Last night UK Prime Minister Boris Johnson suffered numerous blows in the Commons when MPs backed a bill which aims to block a no deal Brexit. Shortly after Boris Johnson called for a snap election however he failed to achieve two thirds of the vote that he needed under the Fixed Parliaments Act to trigger the snap election.
After 3 years of Jeremy Corbyn pleading for a General Election, the leader of the opposition has made it clear he will only support a General election once the bill to bloc a no deal Brexit has Royal assent. In addition, Lord Ashton of Hyde announced in the early hours of the morning that the Bill will be passed through the House of Lords by Friday, and then it can gain Royal Assent shortly after.
The Bill put forward by Labour’s Hilary Been states that Boris has until the 19th October to achieve either a deal that is passed through Parliament or for MPs to vote for a no deal Brexit. If either is not achieved, then the Government has to apply for an extension to Article 50 to the end of January 2020. It now appears that a General election is not if but when. History tells us that election tends to put pressure on the currency in question. However, history also tells us that overtime extensions to Article 50 tend to strengthen the pound as we come one step further away from crashing out of the EU. It’s difficult to say how the pound will react in the weeks to come to the political uncertainty however I expect further volatility is on the horizon.
Eurozone GDP is released Friday morning and should be watched closely by any client converting euros. The European Central bank have hinted to initiating another round of quantitative easing in the upcoming months. If GDP fails to impress this could be the final nail in the coffin and the ECB may act on the 9th September.
Historically on the first Friday of every month, we may experience a volatile trading period when the US releases their latest Non-Farm Payroll numbers coupled by the Unemployment numbers.
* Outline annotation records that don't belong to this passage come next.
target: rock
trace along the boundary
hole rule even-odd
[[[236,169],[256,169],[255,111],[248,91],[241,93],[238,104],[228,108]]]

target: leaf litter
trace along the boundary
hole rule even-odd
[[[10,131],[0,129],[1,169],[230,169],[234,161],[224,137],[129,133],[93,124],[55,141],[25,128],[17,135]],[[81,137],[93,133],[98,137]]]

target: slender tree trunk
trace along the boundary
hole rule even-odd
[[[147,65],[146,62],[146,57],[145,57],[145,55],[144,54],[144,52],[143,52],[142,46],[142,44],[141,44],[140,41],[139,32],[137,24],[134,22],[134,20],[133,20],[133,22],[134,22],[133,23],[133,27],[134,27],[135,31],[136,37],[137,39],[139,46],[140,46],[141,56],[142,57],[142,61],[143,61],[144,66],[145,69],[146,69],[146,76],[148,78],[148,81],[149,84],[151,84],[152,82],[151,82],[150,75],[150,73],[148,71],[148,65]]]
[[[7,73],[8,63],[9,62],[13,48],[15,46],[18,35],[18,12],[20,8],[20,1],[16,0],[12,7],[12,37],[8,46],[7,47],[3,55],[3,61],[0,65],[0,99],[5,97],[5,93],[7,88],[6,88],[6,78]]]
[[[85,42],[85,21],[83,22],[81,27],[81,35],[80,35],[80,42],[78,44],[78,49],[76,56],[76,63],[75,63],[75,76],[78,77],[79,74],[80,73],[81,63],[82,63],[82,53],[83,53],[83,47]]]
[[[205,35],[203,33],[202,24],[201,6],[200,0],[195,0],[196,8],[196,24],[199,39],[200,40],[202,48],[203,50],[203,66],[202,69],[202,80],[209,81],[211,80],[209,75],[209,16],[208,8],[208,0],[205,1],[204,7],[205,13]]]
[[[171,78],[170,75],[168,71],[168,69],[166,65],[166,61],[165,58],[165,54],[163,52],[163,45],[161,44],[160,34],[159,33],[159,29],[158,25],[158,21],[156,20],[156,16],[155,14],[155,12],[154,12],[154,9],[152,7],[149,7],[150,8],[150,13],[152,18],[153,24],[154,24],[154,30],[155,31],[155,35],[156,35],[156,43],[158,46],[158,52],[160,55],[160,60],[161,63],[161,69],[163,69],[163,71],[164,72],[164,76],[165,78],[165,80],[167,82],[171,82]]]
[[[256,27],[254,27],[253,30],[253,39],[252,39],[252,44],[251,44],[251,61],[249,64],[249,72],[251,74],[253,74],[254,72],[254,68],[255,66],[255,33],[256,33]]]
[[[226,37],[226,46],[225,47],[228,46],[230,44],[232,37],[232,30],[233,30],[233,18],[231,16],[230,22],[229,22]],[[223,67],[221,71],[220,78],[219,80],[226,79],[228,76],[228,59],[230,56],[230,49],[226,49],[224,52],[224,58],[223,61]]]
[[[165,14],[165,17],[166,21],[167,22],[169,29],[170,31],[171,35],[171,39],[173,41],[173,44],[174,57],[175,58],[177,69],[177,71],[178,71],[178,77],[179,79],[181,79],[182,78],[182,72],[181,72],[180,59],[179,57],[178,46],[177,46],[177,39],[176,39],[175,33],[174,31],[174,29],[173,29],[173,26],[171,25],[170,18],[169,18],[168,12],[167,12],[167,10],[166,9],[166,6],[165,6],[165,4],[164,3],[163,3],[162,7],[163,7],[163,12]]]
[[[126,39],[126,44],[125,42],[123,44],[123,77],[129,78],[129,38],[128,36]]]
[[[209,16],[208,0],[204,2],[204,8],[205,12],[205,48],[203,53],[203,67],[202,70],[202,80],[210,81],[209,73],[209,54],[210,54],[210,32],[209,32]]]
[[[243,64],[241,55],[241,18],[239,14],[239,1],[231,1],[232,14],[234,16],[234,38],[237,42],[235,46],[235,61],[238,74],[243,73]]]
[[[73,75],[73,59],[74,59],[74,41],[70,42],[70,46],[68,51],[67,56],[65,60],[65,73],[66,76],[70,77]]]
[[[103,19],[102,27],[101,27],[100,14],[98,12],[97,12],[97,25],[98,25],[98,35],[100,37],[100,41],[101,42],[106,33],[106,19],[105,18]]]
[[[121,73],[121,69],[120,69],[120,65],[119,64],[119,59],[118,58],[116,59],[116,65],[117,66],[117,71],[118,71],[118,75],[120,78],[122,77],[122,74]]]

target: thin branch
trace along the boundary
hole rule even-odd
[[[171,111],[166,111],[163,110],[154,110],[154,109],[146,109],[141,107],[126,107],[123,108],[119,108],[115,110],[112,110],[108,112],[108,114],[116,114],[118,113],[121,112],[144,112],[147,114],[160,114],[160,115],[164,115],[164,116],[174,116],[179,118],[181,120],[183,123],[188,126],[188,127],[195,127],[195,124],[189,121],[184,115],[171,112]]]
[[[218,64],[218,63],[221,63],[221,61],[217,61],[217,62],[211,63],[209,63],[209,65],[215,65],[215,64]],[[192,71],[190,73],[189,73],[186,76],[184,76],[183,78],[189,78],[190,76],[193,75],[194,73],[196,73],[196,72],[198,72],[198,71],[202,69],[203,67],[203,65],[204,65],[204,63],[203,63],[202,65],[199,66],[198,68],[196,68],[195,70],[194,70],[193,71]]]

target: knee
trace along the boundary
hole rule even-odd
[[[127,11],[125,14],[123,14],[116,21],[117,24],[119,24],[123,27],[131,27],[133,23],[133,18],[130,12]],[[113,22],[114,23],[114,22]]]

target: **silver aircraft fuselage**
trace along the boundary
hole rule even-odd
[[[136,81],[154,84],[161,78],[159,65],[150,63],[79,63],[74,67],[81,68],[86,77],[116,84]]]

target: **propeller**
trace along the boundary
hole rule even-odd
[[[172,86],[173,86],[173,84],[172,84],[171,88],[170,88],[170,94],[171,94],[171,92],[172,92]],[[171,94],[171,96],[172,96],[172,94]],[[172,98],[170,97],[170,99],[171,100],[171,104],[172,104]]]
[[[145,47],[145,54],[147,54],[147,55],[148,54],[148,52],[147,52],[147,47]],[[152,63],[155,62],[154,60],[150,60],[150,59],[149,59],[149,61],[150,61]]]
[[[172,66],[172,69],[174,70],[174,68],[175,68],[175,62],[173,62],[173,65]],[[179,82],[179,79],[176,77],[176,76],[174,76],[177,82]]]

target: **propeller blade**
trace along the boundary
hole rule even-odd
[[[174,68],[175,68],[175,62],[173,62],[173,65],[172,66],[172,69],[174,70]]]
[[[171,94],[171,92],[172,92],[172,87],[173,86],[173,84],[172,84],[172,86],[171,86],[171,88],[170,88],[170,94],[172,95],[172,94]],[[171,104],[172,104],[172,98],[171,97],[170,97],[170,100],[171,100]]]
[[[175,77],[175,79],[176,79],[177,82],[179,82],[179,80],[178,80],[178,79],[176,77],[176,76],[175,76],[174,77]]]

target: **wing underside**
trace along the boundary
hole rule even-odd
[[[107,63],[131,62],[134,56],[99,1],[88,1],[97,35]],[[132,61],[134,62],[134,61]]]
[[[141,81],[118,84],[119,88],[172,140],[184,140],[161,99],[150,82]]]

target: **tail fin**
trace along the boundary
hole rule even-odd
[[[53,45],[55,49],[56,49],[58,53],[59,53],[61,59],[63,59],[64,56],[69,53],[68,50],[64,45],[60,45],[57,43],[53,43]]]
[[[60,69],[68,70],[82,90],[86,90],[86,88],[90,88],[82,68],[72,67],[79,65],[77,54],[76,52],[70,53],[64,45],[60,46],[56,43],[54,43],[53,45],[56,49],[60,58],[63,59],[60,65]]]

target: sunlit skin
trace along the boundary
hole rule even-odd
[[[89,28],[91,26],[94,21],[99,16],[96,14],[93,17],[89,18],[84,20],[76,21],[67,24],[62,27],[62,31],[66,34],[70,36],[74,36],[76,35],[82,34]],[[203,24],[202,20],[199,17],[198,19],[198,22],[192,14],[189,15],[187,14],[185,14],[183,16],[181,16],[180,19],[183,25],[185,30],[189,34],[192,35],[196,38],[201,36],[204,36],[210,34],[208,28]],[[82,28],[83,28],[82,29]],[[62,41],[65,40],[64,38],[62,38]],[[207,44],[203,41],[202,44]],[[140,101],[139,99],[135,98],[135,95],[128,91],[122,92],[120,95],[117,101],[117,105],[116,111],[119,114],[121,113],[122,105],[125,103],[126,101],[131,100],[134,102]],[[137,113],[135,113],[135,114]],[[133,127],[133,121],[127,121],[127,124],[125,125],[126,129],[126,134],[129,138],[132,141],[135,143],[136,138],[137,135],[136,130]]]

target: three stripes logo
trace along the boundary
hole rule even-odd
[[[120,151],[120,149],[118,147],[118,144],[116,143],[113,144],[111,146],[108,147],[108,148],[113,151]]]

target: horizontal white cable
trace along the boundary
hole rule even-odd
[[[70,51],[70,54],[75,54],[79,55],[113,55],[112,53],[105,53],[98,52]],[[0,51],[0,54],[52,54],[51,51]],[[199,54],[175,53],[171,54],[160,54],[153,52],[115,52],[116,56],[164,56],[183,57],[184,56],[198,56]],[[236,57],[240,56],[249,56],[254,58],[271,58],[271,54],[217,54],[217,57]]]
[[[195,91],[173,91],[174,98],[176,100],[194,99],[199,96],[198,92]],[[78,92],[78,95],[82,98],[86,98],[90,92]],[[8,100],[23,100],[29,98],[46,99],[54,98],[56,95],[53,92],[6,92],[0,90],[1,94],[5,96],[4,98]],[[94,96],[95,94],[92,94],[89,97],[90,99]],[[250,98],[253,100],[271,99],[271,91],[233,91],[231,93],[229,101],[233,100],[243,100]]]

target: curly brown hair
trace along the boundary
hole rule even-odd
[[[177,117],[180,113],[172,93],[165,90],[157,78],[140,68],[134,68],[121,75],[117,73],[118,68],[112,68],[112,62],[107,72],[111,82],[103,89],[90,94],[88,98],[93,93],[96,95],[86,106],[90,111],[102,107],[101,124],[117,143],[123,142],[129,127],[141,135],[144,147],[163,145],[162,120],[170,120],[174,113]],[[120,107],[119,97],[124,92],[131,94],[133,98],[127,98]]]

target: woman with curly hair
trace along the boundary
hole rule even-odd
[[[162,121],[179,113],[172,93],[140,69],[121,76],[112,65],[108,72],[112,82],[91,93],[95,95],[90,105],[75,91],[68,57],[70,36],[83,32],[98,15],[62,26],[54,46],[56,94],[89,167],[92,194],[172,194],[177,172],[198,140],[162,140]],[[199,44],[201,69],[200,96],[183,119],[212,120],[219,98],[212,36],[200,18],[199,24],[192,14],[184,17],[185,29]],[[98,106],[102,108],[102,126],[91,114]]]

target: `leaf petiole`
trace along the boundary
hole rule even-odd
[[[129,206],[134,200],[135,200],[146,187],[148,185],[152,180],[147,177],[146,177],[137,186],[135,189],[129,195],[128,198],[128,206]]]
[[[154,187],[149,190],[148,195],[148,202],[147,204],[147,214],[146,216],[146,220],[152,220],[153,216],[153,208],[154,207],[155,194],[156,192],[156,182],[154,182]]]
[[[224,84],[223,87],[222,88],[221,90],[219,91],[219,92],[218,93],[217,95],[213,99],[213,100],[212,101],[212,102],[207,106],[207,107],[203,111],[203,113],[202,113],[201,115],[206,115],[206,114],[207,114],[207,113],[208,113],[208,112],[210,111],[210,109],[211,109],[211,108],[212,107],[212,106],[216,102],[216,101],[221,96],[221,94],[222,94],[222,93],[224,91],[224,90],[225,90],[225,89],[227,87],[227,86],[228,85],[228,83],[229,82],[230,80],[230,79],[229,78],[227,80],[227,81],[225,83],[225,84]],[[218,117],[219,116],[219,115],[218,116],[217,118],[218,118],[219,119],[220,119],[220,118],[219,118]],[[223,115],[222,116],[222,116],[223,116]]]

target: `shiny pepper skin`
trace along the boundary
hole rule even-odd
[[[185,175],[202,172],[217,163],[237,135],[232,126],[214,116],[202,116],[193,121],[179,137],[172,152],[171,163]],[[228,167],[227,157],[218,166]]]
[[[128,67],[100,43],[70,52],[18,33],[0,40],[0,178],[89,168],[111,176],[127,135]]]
Non-Farm Payroll numbers are set to be released at 158k and Unemployment is set to remain strong at 3.75%. Any deviation can make Friday afternoon trading session interesting, especially if the numbers fail to impress as it will give the President Donald Trump more ammunition to use to try and persuade the FED to keep cutting interest rates.
The Canadian dollar had a strong finish to Wednesday’s trading session against the Greenback and sterling as the Bank of Canada’s recent policy decision had no hints that further interest rates cuts are on the horizon. With interest rates remaining healthy at 1.75% in comparison to other leading nations this is good news for clients selling Canadian dollars. To finish the week for the Loonie, Unemployment and Net Change in employment are both set to be released after midday Friday.